Third, 30-year invincibility has left the American military in the comfort zone long enough to fall behind the needs of the time. The U.S. armed forces, supposedly the most combat experienced in the world, has only been fighting terrorism in the Middle East. Its aircraft carriers concerned themselves only with long-range strikes with zero fear and little preparation for counterattacks. The obvious facts that China has been practicing its Taiwan scenarios, and improving its “carrier killer” missiles to such a degree that they are now capable of finding, evading countermeasures, and striking precisely the U.S. carriers seem to have not unnerved the U.S. military and prompted it into reconsidering warfighting methods and weapon systems. Only the series of defeats in wargames finally brought the Pentagon to new realization.

 

RAND Corporation sounded the alarm as early as 2015. Fourteen (14) experts simulated the conflict in the Taiwan Strait and found that by 2017 the People’s Liberation Army (PLA) could gain an advantage in the first few weeks of war. The experts suggested that if anything were to happen in the Strait, it behooves the U.S. aircraft carriers to stay safe far away from Taiwan.

 

In November 2018, the National Defense Strategy Commission, authorized by Congress and chaired by 12 VIPs, consulted 75 U.S. political, military and intelligence officials and representatives of the United Kingdom, France, Japan, and Australia, and reached the conclusion that “Americans would face a decisive military defeat” in the Taiwan Strait. And “it seems unlikely that the U.S. could force its adversary to back down by applying pressure – military or otherwise – in secondary areas.”

 

In June 2019, former Deputy Secretary of Defense Robert Work revealed for the first time that in recent years, the U.S. suffered defeat in every US/China wargames. However, he didn’t indicate the number of wargames. By September, the New York Times revealed the number - 18 times. Since then, this has become the most oft-cited source in almost all related articles and news sources.

 

In November of the same year, the U.S.-China Economic and Security Review Commission, also authorized by Congress, released its annual report, nearly 600 pages long. This commission invited 77 civilian experts and held eight public hearings to conclude that the military balance of the U.S. and China in the Taiwan Strait has been decisively in favor of China and that “Beijing could decide to initiate military conflict even if it calculated the United States would intervene due to its confidence it would be able to effectively deter or defeat intervening U.S. military forces.”

 

In early September this year, the Department of Defense released an annual report on the Chinese military power. It mentioned for the first time that the United States trails behind China in three areas: shipbuilding, land-based conventional ballistic and cruise missiles, and integrated air defense systems.

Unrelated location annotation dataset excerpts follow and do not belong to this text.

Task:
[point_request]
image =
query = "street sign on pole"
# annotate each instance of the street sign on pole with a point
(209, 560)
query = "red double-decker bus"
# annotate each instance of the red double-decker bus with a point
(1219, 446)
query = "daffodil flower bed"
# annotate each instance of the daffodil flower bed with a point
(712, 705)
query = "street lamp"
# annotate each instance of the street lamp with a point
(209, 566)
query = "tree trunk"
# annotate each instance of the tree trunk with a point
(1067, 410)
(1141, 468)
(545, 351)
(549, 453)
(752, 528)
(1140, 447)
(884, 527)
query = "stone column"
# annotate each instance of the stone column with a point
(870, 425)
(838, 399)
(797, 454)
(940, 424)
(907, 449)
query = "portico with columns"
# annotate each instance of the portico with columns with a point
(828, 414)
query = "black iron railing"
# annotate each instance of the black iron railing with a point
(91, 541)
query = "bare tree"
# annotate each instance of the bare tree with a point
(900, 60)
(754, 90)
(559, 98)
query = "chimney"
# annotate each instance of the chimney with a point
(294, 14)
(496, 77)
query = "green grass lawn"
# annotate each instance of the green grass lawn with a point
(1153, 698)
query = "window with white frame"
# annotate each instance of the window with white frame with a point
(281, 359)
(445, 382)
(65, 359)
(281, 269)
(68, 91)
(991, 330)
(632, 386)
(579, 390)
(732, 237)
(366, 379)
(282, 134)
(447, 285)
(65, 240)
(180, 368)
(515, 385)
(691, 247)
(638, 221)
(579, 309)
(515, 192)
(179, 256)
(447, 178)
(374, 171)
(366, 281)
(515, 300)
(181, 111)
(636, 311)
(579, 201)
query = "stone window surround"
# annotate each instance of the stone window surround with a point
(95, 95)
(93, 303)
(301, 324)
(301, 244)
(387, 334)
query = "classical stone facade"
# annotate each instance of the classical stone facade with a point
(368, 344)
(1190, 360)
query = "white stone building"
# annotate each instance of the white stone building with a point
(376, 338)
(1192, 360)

All three are essential to China’s Taiwan scenario and the implication is all too clear.

 

 Numerous other articles and books paint the same brutal reality. Some worry that if the U.S. military took the long trek for Taiwan, it may repeat the same disastrous consequences of the Tsarist fleet in the Russo-Japanese War. Others say that America might replicate the Cuban Missile Crisis, except that it would be the U.S. beating a retreat this time. Still others who were confident in defending Taiwan a few years back now openly retract that position.

 

In sum, the vast majority of American experts today agree that if China were to use force against Taiwan, the U.S. could only watch Taiwan helplessly and post-facto come to deliberate whether and how to flip the fait accompli. With the U.S. willing but incapable to save Taiwan, it is hardly any solace to us at all.

 

Evidence being so overwhelming, why Taiwan continues to play such a dangerous game? Why can’t Taiwan learn to be more prudent and sophisticated like Japan and South Korea? 

 

The author, chairman of the Taipei Forum, formerly served as secretary-general of the National Security Council, Republic of China (Taiwan) Government, from 2008 to 2010.